In operation, a bias voltage is applied between the electrodes 1 and 2. Then, the Schottky barrier at electrode 2 is reverse-biased and the Schottky barrier at electrode 1 is forward biased. Therefore, a depletion layer is produced extending from the electrode 2 toward the electrode 1 having a volume that increases as the applied bias voltage is increased. In order to obtain high speed response, a sufficiently high voltage is applied so that a region between the electrodes 1 and 2 is depleted in the neighborhood of the surface of light absorption layer 3. When light 6 is incident on the biased photodiode, the incident light 6 is absorbed in the light absorption layer 3 and generates electron-hole pairs. The generated electron-hole pairs are separated by the applied electric field and electrons and holes reach the electrodes 2 and 1, respectively, and collected as a photocurrent.

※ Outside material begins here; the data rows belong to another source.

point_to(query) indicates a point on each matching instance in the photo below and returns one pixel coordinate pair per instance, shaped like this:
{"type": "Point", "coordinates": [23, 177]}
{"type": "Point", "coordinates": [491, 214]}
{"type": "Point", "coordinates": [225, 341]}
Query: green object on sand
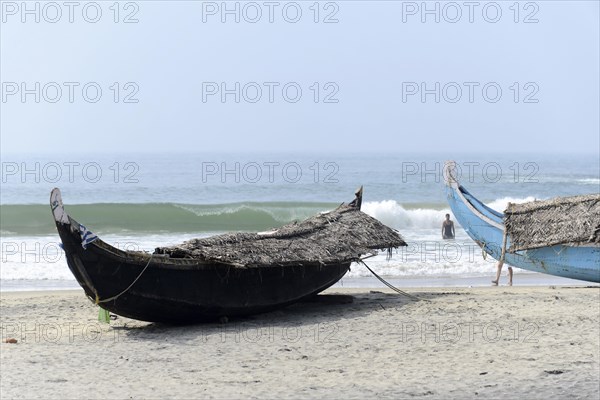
{"type": "Point", "coordinates": [103, 315]}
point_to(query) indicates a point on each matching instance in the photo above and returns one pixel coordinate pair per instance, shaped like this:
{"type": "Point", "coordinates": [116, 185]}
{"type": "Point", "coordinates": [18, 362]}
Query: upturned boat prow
{"type": "Point", "coordinates": [576, 260]}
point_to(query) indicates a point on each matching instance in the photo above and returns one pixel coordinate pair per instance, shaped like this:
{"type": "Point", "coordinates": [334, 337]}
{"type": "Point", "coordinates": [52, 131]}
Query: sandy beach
{"type": "Point", "coordinates": [495, 342]}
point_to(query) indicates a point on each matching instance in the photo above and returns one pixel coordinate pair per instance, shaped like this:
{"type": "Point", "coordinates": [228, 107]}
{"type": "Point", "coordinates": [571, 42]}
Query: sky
{"type": "Point", "coordinates": [333, 76]}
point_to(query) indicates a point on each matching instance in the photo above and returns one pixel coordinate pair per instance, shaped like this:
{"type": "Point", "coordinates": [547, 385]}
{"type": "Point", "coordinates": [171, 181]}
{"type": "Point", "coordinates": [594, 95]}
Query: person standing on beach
{"type": "Point", "coordinates": [448, 228]}
{"type": "Point", "coordinates": [499, 271]}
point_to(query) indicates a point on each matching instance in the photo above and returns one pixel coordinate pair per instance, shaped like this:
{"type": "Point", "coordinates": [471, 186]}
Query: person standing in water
{"type": "Point", "coordinates": [448, 228]}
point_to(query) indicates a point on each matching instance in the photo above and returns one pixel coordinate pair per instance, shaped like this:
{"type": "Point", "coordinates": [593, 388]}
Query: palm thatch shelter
{"type": "Point", "coordinates": [572, 221]}
{"type": "Point", "coordinates": [337, 236]}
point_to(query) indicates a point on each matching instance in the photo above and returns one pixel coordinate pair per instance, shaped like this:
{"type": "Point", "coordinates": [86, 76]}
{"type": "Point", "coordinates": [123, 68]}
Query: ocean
{"type": "Point", "coordinates": [142, 201]}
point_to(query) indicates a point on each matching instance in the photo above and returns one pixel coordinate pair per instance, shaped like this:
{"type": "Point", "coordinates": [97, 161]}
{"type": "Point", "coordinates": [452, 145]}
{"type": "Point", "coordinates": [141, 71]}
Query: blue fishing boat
{"type": "Point", "coordinates": [522, 247]}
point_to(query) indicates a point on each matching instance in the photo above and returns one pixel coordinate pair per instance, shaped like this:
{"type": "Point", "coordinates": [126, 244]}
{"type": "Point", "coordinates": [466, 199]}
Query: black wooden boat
{"type": "Point", "coordinates": [172, 287]}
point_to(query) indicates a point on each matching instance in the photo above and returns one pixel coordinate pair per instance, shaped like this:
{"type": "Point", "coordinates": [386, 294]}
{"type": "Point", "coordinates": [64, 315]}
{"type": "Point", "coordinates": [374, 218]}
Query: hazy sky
{"type": "Point", "coordinates": [299, 76]}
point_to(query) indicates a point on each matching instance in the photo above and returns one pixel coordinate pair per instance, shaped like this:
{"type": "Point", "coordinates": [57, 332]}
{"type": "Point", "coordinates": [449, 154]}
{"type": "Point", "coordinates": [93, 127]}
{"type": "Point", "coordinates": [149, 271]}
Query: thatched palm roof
{"type": "Point", "coordinates": [562, 220]}
{"type": "Point", "coordinates": [338, 236]}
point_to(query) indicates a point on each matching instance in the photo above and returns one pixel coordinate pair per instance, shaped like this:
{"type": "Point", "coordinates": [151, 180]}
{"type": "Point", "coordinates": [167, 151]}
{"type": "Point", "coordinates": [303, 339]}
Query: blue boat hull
{"type": "Point", "coordinates": [486, 227]}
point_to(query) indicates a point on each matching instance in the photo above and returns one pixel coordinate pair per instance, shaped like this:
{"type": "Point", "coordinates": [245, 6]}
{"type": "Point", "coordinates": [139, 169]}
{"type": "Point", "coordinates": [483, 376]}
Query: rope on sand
{"type": "Point", "coordinates": [395, 289]}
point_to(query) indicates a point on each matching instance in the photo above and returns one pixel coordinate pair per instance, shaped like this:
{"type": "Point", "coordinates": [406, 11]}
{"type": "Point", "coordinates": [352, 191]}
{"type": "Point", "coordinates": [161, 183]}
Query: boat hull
{"type": "Point", "coordinates": [485, 226]}
{"type": "Point", "coordinates": [160, 289]}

Since the prior art MSM type photo detector is produced on a semi-insulating GaAs substrate 4 and both electrodes 1 and 2 are disposed on a common surface, it has a high degree of compatibility with other electronic circuits and has high speed response and low capacitance. These characteristics make the light receiving element popular in optoelectronic integrated circuits (so-called OEIC).
The prior art MSM type semiconductor light responsive element having the described construction has problems as described below because the light absorption layer 3 is exposed at the uppermost surface of the element.

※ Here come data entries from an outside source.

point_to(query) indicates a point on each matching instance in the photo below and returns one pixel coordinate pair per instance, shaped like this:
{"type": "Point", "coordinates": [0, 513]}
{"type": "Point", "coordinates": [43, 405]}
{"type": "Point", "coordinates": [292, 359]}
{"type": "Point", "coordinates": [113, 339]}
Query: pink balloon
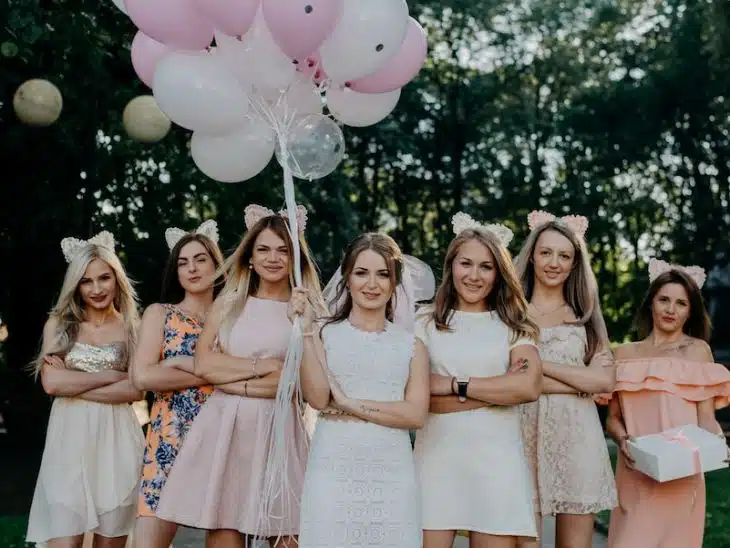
{"type": "Point", "coordinates": [175, 23]}
{"type": "Point", "coordinates": [146, 52]}
{"type": "Point", "coordinates": [232, 17]}
{"type": "Point", "coordinates": [300, 26]}
{"type": "Point", "coordinates": [401, 68]}
{"type": "Point", "coordinates": [311, 67]}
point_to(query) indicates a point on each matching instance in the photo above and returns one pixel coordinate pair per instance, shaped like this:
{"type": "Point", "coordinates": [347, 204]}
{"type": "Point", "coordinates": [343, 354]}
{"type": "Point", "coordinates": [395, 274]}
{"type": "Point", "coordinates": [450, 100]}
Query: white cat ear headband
{"type": "Point", "coordinates": [461, 222]}
{"type": "Point", "coordinates": [658, 267]}
{"type": "Point", "coordinates": [72, 246]}
{"type": "Point", "coordinates": [208, 228]}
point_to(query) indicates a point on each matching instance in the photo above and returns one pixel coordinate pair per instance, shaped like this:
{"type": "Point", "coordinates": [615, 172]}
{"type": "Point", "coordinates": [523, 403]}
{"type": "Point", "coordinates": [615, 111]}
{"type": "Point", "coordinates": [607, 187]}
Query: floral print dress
{"type": "Point", "coordinates": [172, 412]}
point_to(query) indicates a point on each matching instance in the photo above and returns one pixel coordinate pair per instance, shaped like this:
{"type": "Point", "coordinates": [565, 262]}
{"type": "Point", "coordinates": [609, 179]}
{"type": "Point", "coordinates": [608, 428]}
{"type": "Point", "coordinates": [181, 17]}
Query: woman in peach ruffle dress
{"type": "Point", "coordinates": [666, 380]}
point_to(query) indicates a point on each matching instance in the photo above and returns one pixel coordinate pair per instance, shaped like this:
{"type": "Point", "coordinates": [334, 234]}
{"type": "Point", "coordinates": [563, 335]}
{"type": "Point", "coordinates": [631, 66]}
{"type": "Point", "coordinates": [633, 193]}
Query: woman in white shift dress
{"type": "Point", "coordinates": [369, 379]}
{"type": "Point", "coordinates": [481, 344]}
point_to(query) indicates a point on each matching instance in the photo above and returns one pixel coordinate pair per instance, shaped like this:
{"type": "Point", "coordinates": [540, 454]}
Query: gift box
{"type": "Point", "coordinates": [678, 453]}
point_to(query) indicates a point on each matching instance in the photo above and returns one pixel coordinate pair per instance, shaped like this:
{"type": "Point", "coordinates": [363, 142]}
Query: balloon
{"type": "Point", "coordinates": [360, 109]}
{"type": "Point", "coordinates": [120, 4]}
{"type": "Point", "coordinates": [144, 121]}
{"type": "Point", "coordinates": [399, 69]}
{"type": "Point", "coordinates": [311, 66]}
{"type": "Point", "coordinates": [198, 93]}
{"type": "Point", "coordinates": [233, 17]}
{"type": "Point", "coordinates": [175, 23]}
{"type": "Point", "coordinates": [300, 26]}
{"type": "Point", "coordinates": [369, 33]}
{"type": "Point", "coordinates": [235, 157]}
{"type": "Point", "coordinates": [146, 53]}
{"type": "Point", "coordinates": [315, 147]}
{"type": "Point", "coordinates": [37, 103]}
{"type": "Point", "coordinates": [256, 60]}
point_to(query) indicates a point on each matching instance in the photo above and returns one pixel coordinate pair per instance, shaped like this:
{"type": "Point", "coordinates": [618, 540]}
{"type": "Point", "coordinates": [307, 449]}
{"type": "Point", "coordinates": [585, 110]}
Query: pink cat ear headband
{"type": "Point", "coordinates": [254, 213]}
{"type": "Point", "coordinates": [658, 267]}
{"type": "Point", "coordinates": [577, 223]}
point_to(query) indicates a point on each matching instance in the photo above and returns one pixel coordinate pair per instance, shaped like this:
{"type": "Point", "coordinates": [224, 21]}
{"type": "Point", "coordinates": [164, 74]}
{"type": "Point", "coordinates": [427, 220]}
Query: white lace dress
{"type": "Point", "coordinates": [360, 487]}
{"type": "Point", "coordinates": [472, 466]}
{"type": "Point", "coordinates": [564, 438]}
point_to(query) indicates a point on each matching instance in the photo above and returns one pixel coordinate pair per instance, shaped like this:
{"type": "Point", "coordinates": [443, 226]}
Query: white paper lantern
{"type": "Point", "coordinates": [38, 103]}
{"type": "Point", "coordinates": [144, 121]}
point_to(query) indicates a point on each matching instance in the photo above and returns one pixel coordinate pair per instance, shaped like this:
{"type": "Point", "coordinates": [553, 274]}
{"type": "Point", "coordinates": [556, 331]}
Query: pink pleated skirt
{"type": "Point", "coordinates": [218, 476]}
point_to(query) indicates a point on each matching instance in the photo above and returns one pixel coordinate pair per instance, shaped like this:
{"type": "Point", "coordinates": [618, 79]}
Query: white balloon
{"type": "Point", "coordinates": [237, 156]}
{"type": "Point", "coordinates": [256, 60]}
{"type": "Point", "coordinates": [197, 92]}
{"type": "Point", "coordinates": [369, 33]}
{"type": "Point", "coordinates": [360, 109]}
{"type": "Point", "coordinates": [120, 4]}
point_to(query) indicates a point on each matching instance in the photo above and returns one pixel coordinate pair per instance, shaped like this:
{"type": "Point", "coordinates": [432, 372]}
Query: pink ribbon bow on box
{"type": "Point", "coordinates": [680, 438]}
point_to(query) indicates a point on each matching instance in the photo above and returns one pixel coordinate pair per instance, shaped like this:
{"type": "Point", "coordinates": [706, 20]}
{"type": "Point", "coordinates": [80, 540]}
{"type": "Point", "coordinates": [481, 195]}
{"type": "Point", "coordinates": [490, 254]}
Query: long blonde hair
{"type": "Point", "coordinates": [580, 290]}
{"type": "Point", "coordinates": [68, 311]}
{"type": "Point", "coordinates": [506, 297]}
{"type": "Point", "coordinates": [242, 280]}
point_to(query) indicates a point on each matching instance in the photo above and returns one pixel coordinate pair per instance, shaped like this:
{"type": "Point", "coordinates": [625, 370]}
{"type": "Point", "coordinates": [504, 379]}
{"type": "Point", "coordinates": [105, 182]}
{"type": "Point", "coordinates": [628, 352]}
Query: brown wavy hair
{"type": "Point", "coordinates": [506, 297]}
{"type": "Point", "coordinates": [580, 290]}
{"type": "Point", "coordinates": [384, 246]}
{"type": "Point", "coordinates": [698, 323]}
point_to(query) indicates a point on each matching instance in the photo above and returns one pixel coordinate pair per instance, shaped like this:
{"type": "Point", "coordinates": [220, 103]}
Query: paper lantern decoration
{"type": "Point", "coordinates": [37, 103]}
{"type": "Point", "coordinates": [144, 121]}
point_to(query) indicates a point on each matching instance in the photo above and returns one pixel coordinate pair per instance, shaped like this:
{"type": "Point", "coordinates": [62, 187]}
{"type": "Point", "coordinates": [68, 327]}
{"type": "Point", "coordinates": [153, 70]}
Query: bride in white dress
{"type": "Point", "coordinates": [369, 379]}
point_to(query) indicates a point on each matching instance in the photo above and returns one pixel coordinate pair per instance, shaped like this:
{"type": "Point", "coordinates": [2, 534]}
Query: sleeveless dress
{"type": "Point", "coordinates": [564, 438]}
{"type": "Point", "coordinates": [91, 461]}
{"type": "Point", "coordinates": [360, 488]}
{"type": "Point", "coordinates": [217, 479]}
{"type": "Point", "coordinates": [172, 412]}
{"type": "Point", "coordinates": [472, 466]}
{"type": "Point", "coordinates": [657, 394]}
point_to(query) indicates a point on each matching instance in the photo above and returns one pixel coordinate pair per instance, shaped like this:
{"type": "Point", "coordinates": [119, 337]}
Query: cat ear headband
{"type": "Point", "coordinates": [208, 228]}
{"type": "Point", "coordinates": [461, 222]}
{"type": "Point", "coordinates": [72, 246]}
{"type": "Point", "coordinates": [254, 213]}
{"type": "Point", "coordinates": [658, 267]}
{"type": "Point", "coordinates": [577, 223]}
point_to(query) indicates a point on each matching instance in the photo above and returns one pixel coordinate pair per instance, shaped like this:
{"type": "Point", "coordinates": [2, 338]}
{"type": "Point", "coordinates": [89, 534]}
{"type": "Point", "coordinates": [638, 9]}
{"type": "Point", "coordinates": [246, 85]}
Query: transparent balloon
{"type": "Point", "coordinates": [315, 147]}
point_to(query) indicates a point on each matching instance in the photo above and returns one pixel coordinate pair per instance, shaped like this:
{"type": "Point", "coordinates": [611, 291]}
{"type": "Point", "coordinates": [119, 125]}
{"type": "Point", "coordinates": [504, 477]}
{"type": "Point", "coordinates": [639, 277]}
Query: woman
{"type": "Point", "coordinates": [472, 466]}
{"type": "Point", "coordinates": [163, 364]}
{"type": "Point", "coordinates": [91, 460]}
{"type": "Point", "coordinates": [666, 380]}
{"type": "Point", "coordinates": [217, 481]}
{"type": "Point", "coordinates": [369, 379]}
{"type": "Point", "coordinates": [562, 431]}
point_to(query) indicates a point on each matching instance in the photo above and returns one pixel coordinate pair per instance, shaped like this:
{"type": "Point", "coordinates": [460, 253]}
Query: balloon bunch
{"type": "Point", "coordinates": [251, 78]}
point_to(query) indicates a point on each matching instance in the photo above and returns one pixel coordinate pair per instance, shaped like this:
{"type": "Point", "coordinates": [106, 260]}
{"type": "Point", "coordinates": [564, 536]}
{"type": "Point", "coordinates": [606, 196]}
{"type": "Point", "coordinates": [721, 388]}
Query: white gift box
{"type": "Point", "coordinates": [670, 455]}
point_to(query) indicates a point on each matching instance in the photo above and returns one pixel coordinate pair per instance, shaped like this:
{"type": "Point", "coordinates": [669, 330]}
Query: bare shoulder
{"type": "Point", "coordinates": [698, 350]}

FIG. 3 shows the distribution of the electric field in the cross-section of the light responsive element. As shown in the figure, the electric field is concentrated at the portions of the electrodes 1 and 2 nearest of each other. Since the generated carriers are concentrated at the nearest portions of the electrodes 1 and 2 and the electric field is strong at the nearest portions of the electrodes, largest variations in the electric field occur at the nearest portions of the electrodes 1 and 2. Furthermore, carriers generated in the light absorption layer 3 are captured by and ionizes traps in the crystal. The lifetimes of the traps vary dependent on, for example, crystallinity or surface properties of the crystal in a range of from about several milliseconds to several microseconds. When these lifetimes are sufficiently long compared with the modulation frequency of the incident signal light, the ionized traps effectively become stationary charges, changing the distribution of the electric field and the flow of the charge of carriers. When the light absorption layer 3 is exposed at the uppermost surface the element and has a large number of surface states, a large number of carriers are trapped, increasing the carrier flow phenomenon further.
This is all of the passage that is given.